XLSReadWriteII 5 migration issues
Posted: Thu Jan 03, 2013 1:34 pm
Hello,
We have just purchased version 5 of XLSReadWriteII for the promises in the release notes about memory usage and speed improvements are what we are looking for. However, the migration is definitely not easy and this post will be quite lengthy.
For any of the changes I mention here, I can provide a diff file if need be as we store all our sources in SVN.
Here are the remarks:
- The fact that all files have been renamed means it's extremely hard to keep track of the changes we had made to version 4. And we did quite a few changes because we ported it to x64, fixed a few warnings and bugs. I know you intend on allowing to have all versions alongside each other, but that's of little use to us and thus very annoying. We use branches for that kind of things as it's much more flexible.
- As indicated by another member, the $I statements for all BIFF_ files are bogus, looks like the BIFF_ files were meant to be placed in their own subfolder.

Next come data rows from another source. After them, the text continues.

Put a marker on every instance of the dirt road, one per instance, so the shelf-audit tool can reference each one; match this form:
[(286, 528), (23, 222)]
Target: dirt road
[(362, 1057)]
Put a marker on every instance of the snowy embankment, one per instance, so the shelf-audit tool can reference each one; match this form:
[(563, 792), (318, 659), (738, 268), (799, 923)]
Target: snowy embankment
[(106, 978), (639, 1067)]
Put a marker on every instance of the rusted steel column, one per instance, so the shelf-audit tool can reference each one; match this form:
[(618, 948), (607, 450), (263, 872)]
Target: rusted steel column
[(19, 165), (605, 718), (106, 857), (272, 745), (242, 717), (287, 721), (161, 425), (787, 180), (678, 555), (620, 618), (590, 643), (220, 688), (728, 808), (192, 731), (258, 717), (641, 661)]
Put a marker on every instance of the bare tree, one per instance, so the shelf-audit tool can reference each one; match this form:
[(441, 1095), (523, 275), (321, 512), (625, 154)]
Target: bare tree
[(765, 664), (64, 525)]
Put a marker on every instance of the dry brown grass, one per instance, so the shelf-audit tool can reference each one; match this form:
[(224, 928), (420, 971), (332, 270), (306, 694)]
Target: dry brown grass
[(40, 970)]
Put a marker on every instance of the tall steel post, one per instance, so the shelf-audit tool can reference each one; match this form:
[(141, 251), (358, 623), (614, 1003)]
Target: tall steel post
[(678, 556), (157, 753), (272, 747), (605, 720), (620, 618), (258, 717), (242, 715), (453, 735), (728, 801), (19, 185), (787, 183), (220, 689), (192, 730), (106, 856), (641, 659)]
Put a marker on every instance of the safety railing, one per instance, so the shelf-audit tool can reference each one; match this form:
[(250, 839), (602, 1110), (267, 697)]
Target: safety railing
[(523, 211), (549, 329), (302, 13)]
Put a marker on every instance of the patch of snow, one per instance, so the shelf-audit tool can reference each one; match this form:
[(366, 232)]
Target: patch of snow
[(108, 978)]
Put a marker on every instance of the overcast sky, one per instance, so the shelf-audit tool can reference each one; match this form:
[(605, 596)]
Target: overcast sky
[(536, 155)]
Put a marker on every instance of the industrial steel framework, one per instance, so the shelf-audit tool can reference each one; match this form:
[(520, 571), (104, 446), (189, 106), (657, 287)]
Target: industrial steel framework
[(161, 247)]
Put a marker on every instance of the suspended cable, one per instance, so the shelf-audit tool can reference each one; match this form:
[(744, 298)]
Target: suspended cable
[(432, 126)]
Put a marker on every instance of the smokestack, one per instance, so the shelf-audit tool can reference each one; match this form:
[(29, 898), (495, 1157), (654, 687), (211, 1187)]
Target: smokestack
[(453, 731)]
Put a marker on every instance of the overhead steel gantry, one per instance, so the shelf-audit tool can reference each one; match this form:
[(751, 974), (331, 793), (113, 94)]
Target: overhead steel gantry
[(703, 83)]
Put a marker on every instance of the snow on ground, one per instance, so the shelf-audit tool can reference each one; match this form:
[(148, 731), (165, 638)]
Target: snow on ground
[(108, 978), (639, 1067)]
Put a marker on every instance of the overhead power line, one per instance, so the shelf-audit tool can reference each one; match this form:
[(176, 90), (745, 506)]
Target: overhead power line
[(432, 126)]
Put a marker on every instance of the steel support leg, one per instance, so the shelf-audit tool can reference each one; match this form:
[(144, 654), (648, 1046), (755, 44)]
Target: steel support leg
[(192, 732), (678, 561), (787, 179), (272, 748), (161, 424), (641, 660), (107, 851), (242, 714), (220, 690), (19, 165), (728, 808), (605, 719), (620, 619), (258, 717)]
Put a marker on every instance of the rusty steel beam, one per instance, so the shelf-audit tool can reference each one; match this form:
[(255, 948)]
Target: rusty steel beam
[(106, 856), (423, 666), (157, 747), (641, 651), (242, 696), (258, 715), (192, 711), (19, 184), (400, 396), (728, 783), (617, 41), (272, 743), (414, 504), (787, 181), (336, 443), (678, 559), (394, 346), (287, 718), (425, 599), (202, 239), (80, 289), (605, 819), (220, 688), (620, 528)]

- We have a "zero warning / zero hint" policy here and we expect third party vendors to have the same. However, in this case we had to modify 6 files for various unused variables, return value not set and suspicious casts.
- BIFF_EncodeFormulaII5 uses an ugly construct for its TTokenName constant where it could simply use array[TTokenType] of string
- BIFF_Utils5 and XLSHTMLParse5 both define the XLSGetHashCode function, which I found out because that function is NOT x64 compatible. In version 4 I had to fix it once, but now I had two places to apply the change. It is not compatible with x64 because the calling convention is not the same, the parameters are not in the same registers.
- Despite what the announcement email claims, version 5 is not compatible with x64 because it systematically casts pointers to integers. This MUST NOT be done and has to be replaced by casts to NativeUInt, or NativeInt when negative offsets may arise. I had to apply this type of change to 29 files just like I did for version 4, but I did not expect those bugs to still be here in version 5
- TXLSReadII.LoadFromStream inside BIFF_ReadII5 should let EAbort escape instead of reraising it as Exception. EAbort is meant to be silent, the current construct means it is replaced by a non silent exception. Getting EAbort here is quite simple, create a password handler that raises it when the user has decided to click "Cancel" on the dialog he has been presented.
- TXLSWorkbook is missing the SheetByName method, but it was easy to add it.
- TXLSWorkbook is missing a way to insert a new sheet at a given index. In v4, one wrote XLS.Sheets.Insert(Index) but now it's impossible and I could not find a trivial way to code it.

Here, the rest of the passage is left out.